1.Direct Formulation.

The original inequality is equivalent to (a-2) 2+(b+1) 2 0, and this is clearly true.

2.Multiply 2 recipes on both sides.

Equivalent to (a-b) 2+(b-c) 2+(c-a) 2 0 This is clearly true.

1.It is used to compare differences, move all the terms on the right to the left, find a way to prove that the sum of the left sides of the inequality is greater than or equal to zero, and match them into two perfect square terms of (a-2) 2 and (b+1) 2.

2.It's also a bad comparison, just match them into 3 perfectly square terms, here's a little trick, multiply the left and right sides of the inequality by 2.

The purpose of this square class is to match the perfect square term as much as possible, and to prove it by its property that it is equal to 0.

1.(a-2) +b+1) =a -4a+4+b +2b+1 0 move the terms, merge the same kind of terms.

i.e. a + b + 5 2 (2a-b).

2.(a-b) +b-c) +c-a) =2a +2b +2c -2ab-2bc-2ca 0 shift term, remove 2

i.e. a + b + c ab + bc + ac

Use the mean inequality (the arithmetic mean is greater than the geometric mean) and multiply the left and right parts to get the right. Try it yourself, it's simple. (The mean inequality of the four terms: a+b+c+d is greater than or equal to 4 fourth-degree root number ABCD).

Proof of: (ab+a+b+1) (ab+ac+bc+c) 4 square a square b under the fourth root number 4 square a square b square c square 4 square b square c square under the fourth root number 16 FOURTH POWER A 4th power b 4th power C 4th power = 16abc.

The left side is minus the right side is greater than zero.

In the title, n is sufficiently large, you can take n=([a] 1) Note: [a] represents the whole part of a (a 0 is assumed here). Then 0 a 2 ([a] 1) 2. And so it proves out.

The scope of such a reduction is difficult to grasp, and there is often a phenomenon that no conclusion can be reached after the reduction, so it should be replaced by other methods.

1: Is there a constant c such that the inequality (x 2x+y) + (y x+2y) "c (x x+2y)+(y 2x+y), is constant for any positive real number x,y? Prove your conclusions.

2: Verify 1 (n+1)*[1+1 3+1 5+......1/(2n-1)]>1/n*(1/2+1/4+1/6+……1/2n),n>2

3: a, b, c are all real numbers.

If a+b+c=1

Verification: A square + B square + C square is greater than or equal to 1 3

That information might be a little helpful, if you want to know more, you might as well take a look at these two:

Proof of inequality [There are e-book methods and techniques for solving inequalities.

…I can't remember the few inequalities mentioned, I can't tell them apart, can you add them?

Using the Lagrangian theorem, it's simple.

Knowing the positive real number a ≠ b, verify: a b+b a > a+ b

Proof: a b+b a- a- b = a-b) b-(a-b) a = a-b)( a- group b) ab).
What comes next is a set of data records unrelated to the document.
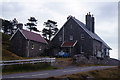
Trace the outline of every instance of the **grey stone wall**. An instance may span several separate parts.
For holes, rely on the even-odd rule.
[[[73,56],[73,64],[75,65],[111,65],[111,66],[120,66],[120,61],[112,58],[103,58],[98,59],[94,56],[89,56],[89,58],[86,58],[84,55],[75,55]]]

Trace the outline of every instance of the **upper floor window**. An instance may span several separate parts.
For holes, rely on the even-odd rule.
[[[72,29],[72,24],[70,25],[70,28]]]
[[[62,35],[59,36],[59,41],[62,41]]]
[[[73,35],[70,35],[70,40],[73,40]]]
[[[42,46],[39,47],[39,50],[42,50]]]
[[[32,49],[34,49],[34,44],[32,43]]]
[[[84,40],[85,36],[84,34],[81,34],[81,39]]]

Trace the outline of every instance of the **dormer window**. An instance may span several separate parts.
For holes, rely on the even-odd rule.
[[[34,49],[34,44],[32,43],[32,49]]]
[[[84,34],[81,34],[81,39],[84,40],[85,36]]]
[[[73,40],[73,35],[70,35],[70,40]]]
[[[84,53],[83,46],[80,47],[80,51],[81,51],[81,53]]]
[[[59,36],[59,41],[62,41],[62,35]]]
[[[72,24],[70,25],[70,28],[72,29]]]
[[[39,47],[39,50],[40,50],[40,51],[42,50],[42,46]]]

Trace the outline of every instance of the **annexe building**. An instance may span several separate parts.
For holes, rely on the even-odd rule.
[[[86,24],[73,16],[67,17],[67,21],[56,33],[50,42],[50,55],[60,51],[86,56],[109,57],[111,48],[95,33],[94,17],[86,15]]]
[[[21,57],[37,57],[44,54],[48,45],[40,34],[18,28],[10,38],[11,51]]]

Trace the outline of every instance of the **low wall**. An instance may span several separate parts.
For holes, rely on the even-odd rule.
[[[96,58],[94,56],[90,56],[86,58],[84,55],[78,54],[73,56],[73,64],[83,65],[83,64],[95,64],[95,65],[111,65],[111,66],[120,66],[120,61],[113,58]]]

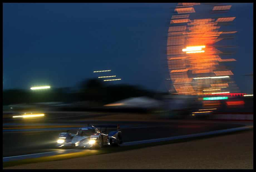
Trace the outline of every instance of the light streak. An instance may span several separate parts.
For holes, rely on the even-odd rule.
[[[195,47],[187,47],[186,48],[182,49],[182,51],[200,51],[202,50],[202,48],[205,48],[205,46],[196,46]]]
[[[109,72],[111,71],[111,70],[99,70],[99,71],[94,71],[93,73],[95,72]]]
[[[98,78],[109,78],[110,77],[116,77],[115,75],[115,76],[108,76],[105,77],[98,77]]]
[[[29,118],[29,117],[40,117],[44,116],[44,114],[37,114],[35,115],[18,115],[17,116],[13,116],[13,118],[18,118],[22,117],[23,118]]]
[[[204,97],[203,100],[221,100],[228,99],[228,97]]]
[[[229,78],[229,77],[228,76],[225,76],[222,77],[201,77],[199,78],[193,78],[194,79],[214,79],[215,78]]]
[[[46,86],[45,87],[32,87],[30,88],[31,90],[36,90],[37,89],[43,89],[45,88],[50,88],[50,86]]]
[[[117,80],[121,80],[121,79],[107,79],[104,80],[104,81],[115,81]]]

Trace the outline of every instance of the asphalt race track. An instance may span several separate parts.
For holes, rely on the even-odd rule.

If a > b then a-b > 0, a- b > 0, get (a-b) ( a- b) ab) >0

If a < b then the old a-b < 0, a-b < 0, the same (a-b)( a- b) ab) >0

So a b+b a- a- b > 0, i.e. a b+b a > a+ b

Another method is to follow the sliding to continue to deform to obtain: (a-b)( a- b) ab) =a-b) a b+b a) >0

1. It can be seen that a and b must be greater than 0, both sides are squared at the same time, eliminate 2 times the root number ab2, and multiply both sides by the spike ab at the same time to obtain a cubic plus b cubic greater than a square b plus b square a3, and shift the common factor to obtain a square * (a-b) > b square * (b-a) 4, assuming a > b, the guess is true.
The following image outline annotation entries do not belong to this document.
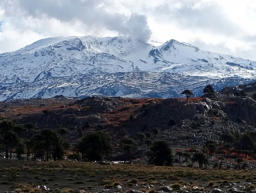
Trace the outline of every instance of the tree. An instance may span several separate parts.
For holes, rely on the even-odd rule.
[[[233,144],[235,141],[234,135],[231,134],[223,134],[220,136],[220,139],[224,143]]]
[[[149,146],[150,146],[151,144],[152,144],[152,141],[151,141],[149,139],[146,139],[146,145],[147,145],[147,149],[149,148]]]
[[[179,157],[179,161],[181,161],[181,158],[183,156],[183,153],[181,151],[176,152],[175,155]]]
[[[244,152],[246,152],[246,151],[251,152],[254,150],[255,146],[255,142],[248,134],[244,134],[242,135],[239,143],[239,148],[240,150]]]
[[[197,161],[200,168],[203,167],[203,164],[205,165],[208,163],[205,155],[201,152],[196,152],[194,154],[191,161],[193,162]]]
[[[165,141],[157,141],[153,143],[148,153],[149,163],[155,165],[172,165],[173,159],[172,150]]]
[[[176,121],[173,118],[169,119],[168,125],[170,126],[174,126],[176,125]]]
[[[227,156],[229,156],[230,148],[232,147],[230,143],[225,143],[223,145],[224,148],[227,150]]]
[[[142,144],[143,144],[143,142],[146,139],[146,136],[145,135],[144,133],[142,133],[140,132],[138,132],[137,133],[137,137],[138,137],[138,142],[139,142],[140,146],[141,146]]]
[[[131,163],[131,154],[137,149],[137,144],[135,141],[131,138],[124,138],[120,142],[119,147],[123,151],[125,156],[129,159]]]
[[[217,144],[214,141],[208,140],[204,145],[205,148],[209,151],[209,154],[212,156],[212,154],[216,152],[217,149]]]
[[[241,158],[238,158],[237,159],[236,161],[237,162],[237,164],[238,164],[238,170],[240,170],[241,168],[241,163],[244,160]]]
[[[26,152],[26,145],[23,140],[19,140],[16,145],[15,149],[17,157],[18,159],[21,158],[21,154],[25,154]]]
[[[252,97],[253,99],[256,100],[256,93],[253,93]]]
[[[156,138],[156,135],[158,135],[159,133],[159,130],[158,128],[153,128],[152,132],[154,134],[154,138]]]
[[[145,135],[146,136],[147,139],[150,139],[151,138],[151,134],[150,132],[145,132]]]
[[[66,134],[68,134],[70,132],[67,128],[57,128],[57,132],[63,137]]]
[[[102,132],[84,136],[77,145],[77,149],[82,153],[82,161],[102,161],[112,154],[111,141]]]
[[[8,159],[10,152],[10,159],[12,159],[12,149],[19,143],[19,136],[14,131],[8,131],[3,137],[6,145],[6,157]]]
[[[48,161],[51,156],[54,160],[62,159],[64,153],[64,139],[56,131],[42,130],[31,140],[35,157],[37,156],[46,161]]]
[[[217,150],[217,145],[214,143],[209,143],[206,145],[206,148],[208,150],[209,154],[210,156],[212,156],[212,154]]]
[[[190,90],[185,90],[181,92],[181,94],[185,95],[187,98],[187,102],[188,102],[188,98],[190,98],[191,95],[194,95],[194,93]]]
[[[203,92],[206,94],[206,93],[214,93],[215,92],[212,85],[208,85],[203,88]]]

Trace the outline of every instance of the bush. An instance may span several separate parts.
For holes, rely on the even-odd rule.
[[[136,183],[138,183],[138,179],[133,179],[129,182],[130,183],[132,183],[134,184],[136,184]]]
[[[68,159],[71,160],[81,161],[81,155],[80,154],[74,153],[73,154],[68,155]]]

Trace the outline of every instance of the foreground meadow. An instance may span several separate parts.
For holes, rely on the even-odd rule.
[[[139,164],[103,165],[68,161],[2,161],[0,165],[0,190],[12,192],[128,192],[140,190],[153,193],[163,190],[165,186],[169,186],[172,188],[172,191],[176,192],[212,192],[216,188],[232,192],[232,187],[237,188],[237,191],[251,192],[255,189],[256,184],[256,173],[249,170],[157,167]],[[48,190],[43,190],[44,187]]]

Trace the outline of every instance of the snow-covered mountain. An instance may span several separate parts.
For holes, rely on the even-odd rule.
[[[170,40],[129,37],[39,40],[0,54],[0,101],[55,95],[177,97],[255,81],[256,62]]]

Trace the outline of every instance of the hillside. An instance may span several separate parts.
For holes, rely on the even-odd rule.
[[[244,90],[247,96],[235,96]],[[230,132],[254,130],[256,83],[226,88],[214,94],[190,99],[128,99],[92,96],[82,99],[57,96],[52,99],[20,99],[0,103],[1,121],[34,124],[37,129],[67,128],[71,143],[93,131],[108,133],[118,142],[125,135],[136,139],[138,132],[157,128],[157,139],[176,146],[201,145]],[[174,123],[170,124],[173,119]],[[88,125],[88,123],[89,123]]]
[[[0,101],[88,96],[174,98],[255,81],[256,63],[170,40],[158,46],[130,37],[38,41],[0,54]]]

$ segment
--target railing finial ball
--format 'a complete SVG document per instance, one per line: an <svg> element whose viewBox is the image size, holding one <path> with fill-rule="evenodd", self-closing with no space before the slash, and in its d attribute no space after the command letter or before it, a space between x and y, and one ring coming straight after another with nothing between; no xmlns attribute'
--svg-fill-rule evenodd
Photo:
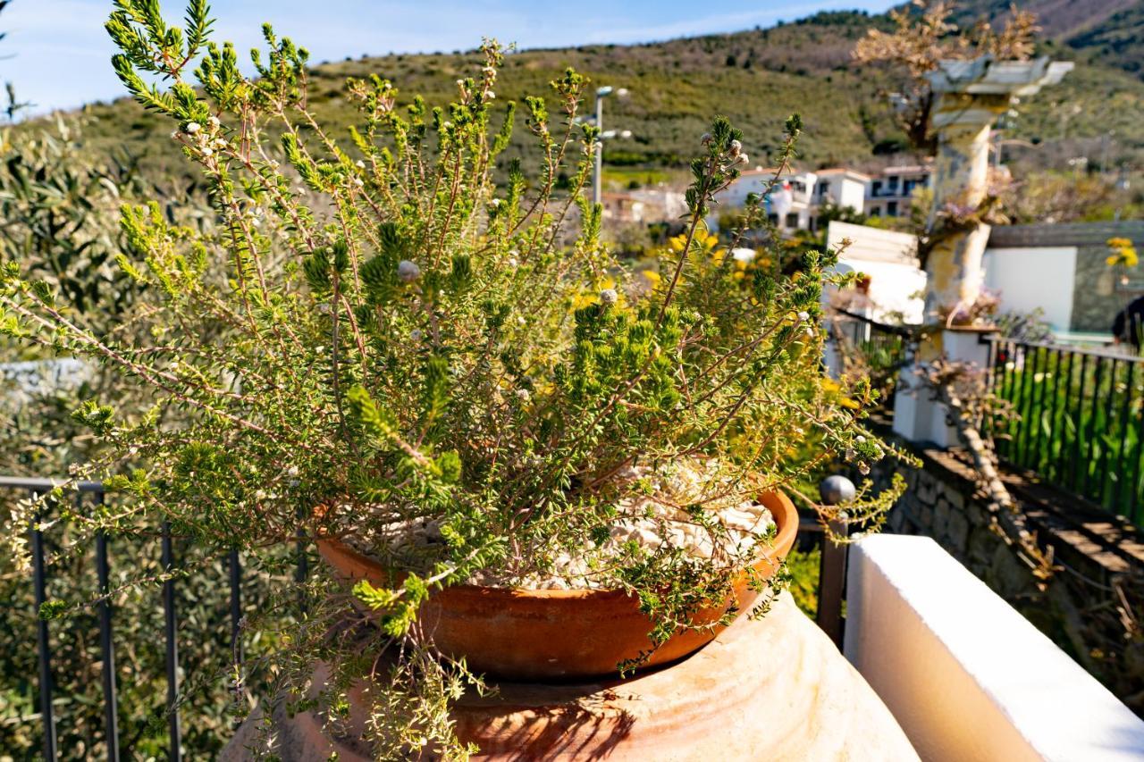
<svg viewBox="0 0 1144 762"><path fill-rule="evenodd" d="M836 506L840 502L853 500L857 493L858 490L855 487L855 483L841 474L827 476L818 485L818 494L823 499L823 502L828 506Z"/></svg>

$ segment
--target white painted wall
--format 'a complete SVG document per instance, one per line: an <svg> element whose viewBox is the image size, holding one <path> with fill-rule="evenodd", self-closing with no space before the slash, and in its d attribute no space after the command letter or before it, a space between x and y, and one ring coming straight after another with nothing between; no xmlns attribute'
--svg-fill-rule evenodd
<svg viewBox="0 0 1144 762"><path fill-rule="evenodd" d="M927 762L1141 762L1144 721L934 540L850 549L844 653Z"/></svg>
<svg viewBox="0 0 1144 762"><path fill-rule="evenodd" d="M839 189L839 206L850 207L855 212L861 212L866 203L866 183L856 177L836 177L834 182L841 184Z"/></svg>
<svg viewBox="0 0 1144 762"><path fill-rule="evenodd" d="M1072 323L1077 247L987 248L983 259L985 287L999 292L1001 311L1040 308L1054 331Z"/></svg>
Assuming b>a, the formula is also true.

Let f(x) = x 3 - 2x 2 + 2x - 1 then f(x) = x 3 - 2x 2 + 2x - 1 = (x 2-x+1)(x-1).

Because x 2-x+1=(x-1 2) 2+3 4>0 and from known x 1 we get x-1 0

So (x 2-x+1)(x-1) 0

i.e. x 2x -2x+1

Just prove x -x +x x -x+1, i.e. x(x -x+1) x -x+1;

It is known that x 1 is shifted to get x 2x -2x+1.

x³-2x²+2x-1

x³-2x²+x+x-1

x(x²-2x+1)+(x-1)

x(x-1)^2+(x-1)

x-1)[(x(x-1)+1]

The above terms are all non-negative numbers, so the above formula is non-negative.

That is, the original formula is proven.